Article Text


Clinical studies in pulmonary embolism
P257 A comparison of scoring systems in the management of a range of pulmonary embolism patients in a university hospital
  1. M Maruthappu,
  2. A Manuel,
  3. A Christian,
  4. A Hollington,
  5. M Ramsden,
  6. Z Alexopoulou,
  7. M Healy,
  8. M Giles
  1. University of Oxford, Oxford, UK


Introduction Pulmonary embolism (PE) is a leading cause for inpatient admission and in patient mortality in the UK. Its clinical features are often nonspecific, making a diagnosis of pulmonary embolism difficult and without appropriate treatment; a pulmonary embolism can be fatal. We compared three scoring systems (Geneva and Wells score, which are both predictive tools and Pulmonary Embolism Severity Index (PESI) a risk stratification tool) in three distinct patient groups; those whose primary cause of death was pulmonary embolism, those whose management required admission or patients managed on an outpatient basis.

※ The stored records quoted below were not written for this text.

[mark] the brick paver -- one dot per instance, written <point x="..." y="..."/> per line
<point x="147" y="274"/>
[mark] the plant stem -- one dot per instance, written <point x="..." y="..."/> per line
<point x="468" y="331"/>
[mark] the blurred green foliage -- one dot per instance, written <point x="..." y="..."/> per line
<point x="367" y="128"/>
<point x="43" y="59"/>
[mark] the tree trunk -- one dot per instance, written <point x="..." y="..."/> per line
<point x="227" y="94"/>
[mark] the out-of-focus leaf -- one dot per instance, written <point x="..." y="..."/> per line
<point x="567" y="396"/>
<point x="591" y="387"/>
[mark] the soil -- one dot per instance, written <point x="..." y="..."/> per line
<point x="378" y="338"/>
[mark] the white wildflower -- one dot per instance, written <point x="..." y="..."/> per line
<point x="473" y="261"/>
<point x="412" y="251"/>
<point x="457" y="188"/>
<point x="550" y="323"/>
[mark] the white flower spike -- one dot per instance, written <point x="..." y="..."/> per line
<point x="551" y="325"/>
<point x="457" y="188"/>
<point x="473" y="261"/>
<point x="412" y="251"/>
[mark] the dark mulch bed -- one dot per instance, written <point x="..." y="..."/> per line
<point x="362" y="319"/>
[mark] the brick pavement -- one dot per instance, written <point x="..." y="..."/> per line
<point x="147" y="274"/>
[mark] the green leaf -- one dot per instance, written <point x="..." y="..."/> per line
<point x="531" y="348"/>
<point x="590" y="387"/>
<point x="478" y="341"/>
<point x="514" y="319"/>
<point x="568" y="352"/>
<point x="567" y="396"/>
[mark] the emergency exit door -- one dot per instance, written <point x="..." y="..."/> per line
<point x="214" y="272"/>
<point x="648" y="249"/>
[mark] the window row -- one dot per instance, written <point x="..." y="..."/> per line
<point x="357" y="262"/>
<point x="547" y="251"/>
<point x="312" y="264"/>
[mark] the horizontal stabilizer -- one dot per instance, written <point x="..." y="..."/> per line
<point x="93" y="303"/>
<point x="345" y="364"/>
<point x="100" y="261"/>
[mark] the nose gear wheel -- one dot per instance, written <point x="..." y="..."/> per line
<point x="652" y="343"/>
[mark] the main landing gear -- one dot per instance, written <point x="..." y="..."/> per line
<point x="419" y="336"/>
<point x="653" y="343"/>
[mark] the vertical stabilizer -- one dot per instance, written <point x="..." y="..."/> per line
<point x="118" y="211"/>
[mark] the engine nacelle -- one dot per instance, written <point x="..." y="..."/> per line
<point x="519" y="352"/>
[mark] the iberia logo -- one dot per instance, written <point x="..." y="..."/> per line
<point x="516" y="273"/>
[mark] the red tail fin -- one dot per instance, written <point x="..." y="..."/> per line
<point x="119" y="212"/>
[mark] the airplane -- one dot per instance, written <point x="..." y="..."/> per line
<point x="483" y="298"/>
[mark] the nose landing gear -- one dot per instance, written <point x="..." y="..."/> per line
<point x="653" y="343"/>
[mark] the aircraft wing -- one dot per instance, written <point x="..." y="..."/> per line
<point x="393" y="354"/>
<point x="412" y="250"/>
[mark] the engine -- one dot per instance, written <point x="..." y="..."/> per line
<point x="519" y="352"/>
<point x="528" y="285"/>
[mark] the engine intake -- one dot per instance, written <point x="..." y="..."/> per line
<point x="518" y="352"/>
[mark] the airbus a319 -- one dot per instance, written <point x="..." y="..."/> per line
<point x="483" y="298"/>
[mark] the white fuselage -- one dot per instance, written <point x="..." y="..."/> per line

Methods A retrospective review of case notes for patients with the primary diagnosis of pulmonary embolism from 2009 to 2010 was performed at the Oxford Radcliffe NHS Trust, applying the Wells, PESI and Geneva scoring systems. Death from PE was defined by the presence of a PE or it being listed as the primary cause of death on the death certification in combination with concordant view of a senior clinician of the medical team. Outpatient management was based on patients having a zero length-of-stay. All groups were distinct.

Results See Abstract P257 Table 1 for selected results.

Abtsract P257 Table 1

Selected results

Discussion Across all our group of patients, the PESI outperformed both the Wells and Geneva score. Patients who died from PE were older and more hypoxic, and often caused most diagnostic difficulty presenting with non-respiratory symptoms in over half of the cases. Abnormal chest radiograms were common in all groups and although Ddimer assists in diagnosis other biomarkers such as troponin and BNP were not helpful. The PESI also outperformed the other scores as aid on deciding to manage patients with PE as an outpatient, but still with a degree of uncertainty.

In conclusion, PESI should be considered in the management and risk stratification of PE and PE should be always considered in older patients with non specific clinical features, abnormal radiology and hypoxia. Managing PE as an outpatient potentially requires a combination of scoring systems in a prospective study.